Selon Jin à Hong Kong, une stratégie de sortie réalisable détournerait les ressources des confinements et des tests de masse et préparerait plutôt les infrastructures de santé, en particulier dans les zones rurales, aux épidémies . Il se concentrerait sur le stockage d'antiviraux, l'approbation de l'utilisation de vaccins à ARNm et le ciblage de la population âgée non vaccinée du pays.
Mais il y a peu de signes que la Chine se prépare à aller dans cette direction . Liang Wannian, épidémiologiste et conseiller principal du gouvernement, a déclaré dans une récente interview avec la chaîne de télévision publique CCTV qu'il n'y avait pas de calendrier pour s'écarter de la politique actuelle. "Nous avons vu l'aube de la victoire, mais nous n'avons pas encore atteint l'autre côté de la victoire", a-t-il déclaré.

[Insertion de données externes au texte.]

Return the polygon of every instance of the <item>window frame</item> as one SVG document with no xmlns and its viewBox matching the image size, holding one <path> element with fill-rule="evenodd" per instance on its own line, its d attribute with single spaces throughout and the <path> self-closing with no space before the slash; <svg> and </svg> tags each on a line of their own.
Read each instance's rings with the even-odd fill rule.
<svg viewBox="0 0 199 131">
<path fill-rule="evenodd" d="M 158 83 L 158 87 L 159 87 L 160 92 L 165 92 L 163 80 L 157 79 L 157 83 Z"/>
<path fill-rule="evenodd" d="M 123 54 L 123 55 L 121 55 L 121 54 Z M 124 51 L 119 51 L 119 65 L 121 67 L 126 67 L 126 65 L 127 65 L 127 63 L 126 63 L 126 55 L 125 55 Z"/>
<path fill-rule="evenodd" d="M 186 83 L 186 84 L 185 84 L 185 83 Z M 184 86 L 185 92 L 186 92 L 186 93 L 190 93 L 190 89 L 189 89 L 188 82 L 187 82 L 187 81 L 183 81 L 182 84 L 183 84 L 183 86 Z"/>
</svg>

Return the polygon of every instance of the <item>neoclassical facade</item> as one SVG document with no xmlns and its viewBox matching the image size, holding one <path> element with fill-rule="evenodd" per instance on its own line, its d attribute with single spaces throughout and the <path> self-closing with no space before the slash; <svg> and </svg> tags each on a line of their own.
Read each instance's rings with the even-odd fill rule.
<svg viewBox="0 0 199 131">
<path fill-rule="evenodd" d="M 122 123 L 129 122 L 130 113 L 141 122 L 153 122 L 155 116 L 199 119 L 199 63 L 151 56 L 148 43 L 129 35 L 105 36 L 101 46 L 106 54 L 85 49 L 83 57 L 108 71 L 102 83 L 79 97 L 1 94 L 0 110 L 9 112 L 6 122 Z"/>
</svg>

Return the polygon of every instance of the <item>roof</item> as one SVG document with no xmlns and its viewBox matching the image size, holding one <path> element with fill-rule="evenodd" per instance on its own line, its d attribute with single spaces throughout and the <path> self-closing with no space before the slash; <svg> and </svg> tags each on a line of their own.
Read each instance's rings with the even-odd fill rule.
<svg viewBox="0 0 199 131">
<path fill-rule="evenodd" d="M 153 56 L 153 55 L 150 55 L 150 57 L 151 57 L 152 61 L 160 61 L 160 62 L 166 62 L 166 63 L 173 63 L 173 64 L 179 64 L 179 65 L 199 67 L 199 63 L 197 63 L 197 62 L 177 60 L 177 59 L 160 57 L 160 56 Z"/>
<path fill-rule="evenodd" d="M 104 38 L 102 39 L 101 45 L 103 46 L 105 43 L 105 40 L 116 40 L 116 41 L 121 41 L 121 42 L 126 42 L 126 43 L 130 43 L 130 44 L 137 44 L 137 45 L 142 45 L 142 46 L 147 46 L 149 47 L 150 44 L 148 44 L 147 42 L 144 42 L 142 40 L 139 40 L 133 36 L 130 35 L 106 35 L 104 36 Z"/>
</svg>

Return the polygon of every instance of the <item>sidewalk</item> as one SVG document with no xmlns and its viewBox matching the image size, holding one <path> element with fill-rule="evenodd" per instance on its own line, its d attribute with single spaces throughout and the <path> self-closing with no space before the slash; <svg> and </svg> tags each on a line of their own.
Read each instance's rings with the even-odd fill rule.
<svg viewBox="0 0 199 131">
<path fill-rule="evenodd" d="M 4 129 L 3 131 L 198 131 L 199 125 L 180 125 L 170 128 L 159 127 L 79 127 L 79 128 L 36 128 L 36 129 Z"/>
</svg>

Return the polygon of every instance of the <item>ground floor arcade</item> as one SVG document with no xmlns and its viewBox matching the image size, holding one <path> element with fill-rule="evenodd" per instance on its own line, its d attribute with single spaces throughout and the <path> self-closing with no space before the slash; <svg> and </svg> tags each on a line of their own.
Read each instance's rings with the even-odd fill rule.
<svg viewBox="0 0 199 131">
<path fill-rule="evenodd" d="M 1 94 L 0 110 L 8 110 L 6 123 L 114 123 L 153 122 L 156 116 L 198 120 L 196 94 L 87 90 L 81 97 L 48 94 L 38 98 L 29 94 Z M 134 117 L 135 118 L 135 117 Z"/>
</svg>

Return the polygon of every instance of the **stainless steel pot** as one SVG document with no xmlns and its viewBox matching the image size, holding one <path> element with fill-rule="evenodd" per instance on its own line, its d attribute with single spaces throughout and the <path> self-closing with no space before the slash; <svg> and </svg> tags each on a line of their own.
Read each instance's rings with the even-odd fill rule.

Xi a adressé un message similaire aux membres du Politburo en juillet. "Si des épidémies apparaissent, nous devons les contrôler sévèrement", a-t-il déclaré. "Nous ne pouvons pas nous détendre au combat."
Le public n'ayant d'autre choix que de coopérer et les dirigeants centraux parvenant à blâmer les autorités locales pour une mauvaise application, le gouvernement ressent peu de pression pour abandonner la politique . Son dernier décompte ne fait état que de 5 200 décès.
"Ils ont une grande marge de manœuvre et ils ne sont pas trop inquiets", a déclaré Zhao Dahai, directeur exécutif de l'Université Jiao Tong de Shanghai et du Centre conjoint de santé de Yale.
Le fait que COVID zéro offre aux autorités un autre levier de contrôle social peut être un facteur supplémentaire de sa pérennité. En juin, des milliers d'habitants sont venus dans la province du Henan pour manifester contre les banques rurales qui avaient bloqué leurs comptes. Les manifestants ont soudainement découvert que leurs codes de santé – un système à trois couleurs qui suit l'état de santé – étaient devenus rouges, les interdisant de tout voyage.
Li envisage de quitter le secteur du tourisme et de déménager de Sanya nord à Harbin. Elle et son mari se sentent étouffés et épuisés par les tests quotidiens requis pour envoyer leur fille à l'école.
"Tout tourne autour de la pandémie", a-t-il déclaré. "Nous vivons sous surveillance totale."